Implementation:Unstructured IO Unstructured Golden File Fixtures Cloud Storage
| Knowledge Sources | |
|---|---|
| Domains | Testing, Cloud_Storage, Ingest |
| Last Updated | 2026-02-12 09:30 GMT |
Overview
Golden file test fixtures containing expected JSON element output for cloud storage ingest connectors (Azure, S3, SharePoint, Dropbox, Box, OneDrive, Google Drive).
Description
These JSON files represent the expected structured output from processing documents through cloud storage ingest connectors.
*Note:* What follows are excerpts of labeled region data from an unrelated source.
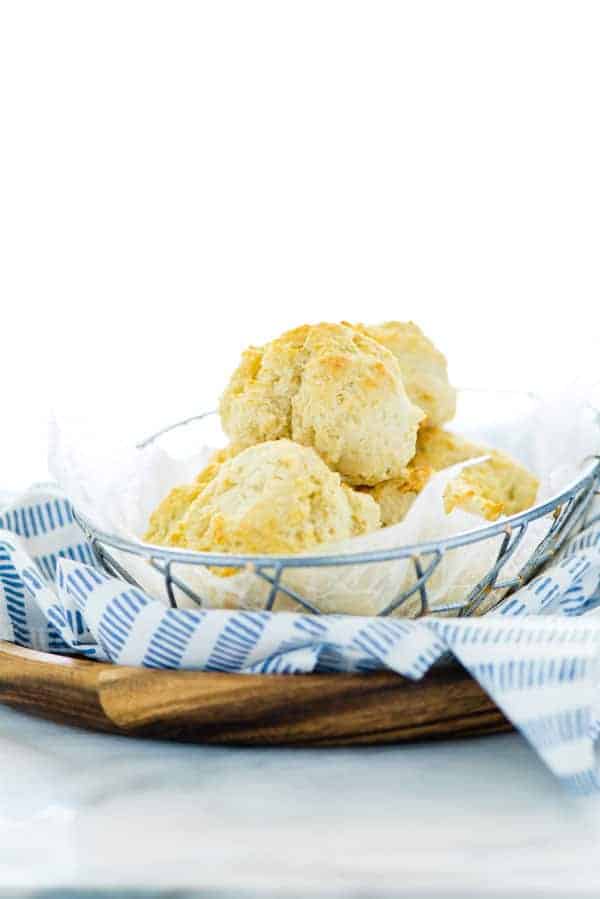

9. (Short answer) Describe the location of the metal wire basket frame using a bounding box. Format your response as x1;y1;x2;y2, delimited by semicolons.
74;412;600;617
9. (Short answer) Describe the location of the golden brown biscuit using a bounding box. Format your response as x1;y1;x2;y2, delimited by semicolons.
220;324;423;484
368;428;539;526
146;439;380;573
144;447;236;546
355;322;456;426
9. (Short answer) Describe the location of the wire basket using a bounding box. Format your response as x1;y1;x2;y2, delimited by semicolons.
74;400;600;617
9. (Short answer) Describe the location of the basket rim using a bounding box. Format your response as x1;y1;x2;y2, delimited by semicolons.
73;408;600;570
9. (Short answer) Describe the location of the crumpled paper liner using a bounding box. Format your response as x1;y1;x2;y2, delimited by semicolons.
49;385;600;617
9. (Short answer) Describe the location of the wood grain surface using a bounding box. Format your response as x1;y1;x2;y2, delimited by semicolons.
0;641;511;746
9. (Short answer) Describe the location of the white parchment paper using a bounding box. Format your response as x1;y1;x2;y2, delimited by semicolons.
49;384;600;615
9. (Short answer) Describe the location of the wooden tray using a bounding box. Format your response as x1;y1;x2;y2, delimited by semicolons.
0;641;511;746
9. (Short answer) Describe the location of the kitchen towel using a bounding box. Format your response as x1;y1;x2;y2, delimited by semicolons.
0;486;600;792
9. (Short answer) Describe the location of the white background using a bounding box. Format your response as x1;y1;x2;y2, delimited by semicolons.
0;0;600;487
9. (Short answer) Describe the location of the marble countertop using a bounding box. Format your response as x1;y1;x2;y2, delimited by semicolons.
0;706;600;899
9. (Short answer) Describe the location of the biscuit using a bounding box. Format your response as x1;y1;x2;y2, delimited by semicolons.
219;324;423;485
353;322;456;427
144;447;235;546
146;439;380;574
368;428;539;526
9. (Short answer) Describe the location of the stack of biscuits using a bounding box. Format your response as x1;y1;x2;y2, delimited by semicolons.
144;322;538;575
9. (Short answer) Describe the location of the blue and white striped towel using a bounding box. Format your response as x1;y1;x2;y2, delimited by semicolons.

Each file is a JSON array of element objects conforming to the Unstructured element schema. They serve as regression baselines — CI runs the ingest pipeline and diffs the actual output against these golden files to detect unintended changes in parsing behavior.
The cloud storage connectors covered include:
- Azure Blob Storage — PDF, PNG, TXT, and HTML documents (5 files)
- Amazon S3 — PDF documents including economic reports and forms (4 files)
- SharePoint — PDF documents in nested folder structures (2 files)
- SharePoint with Permissions — Same documents with permission metadata (2 files)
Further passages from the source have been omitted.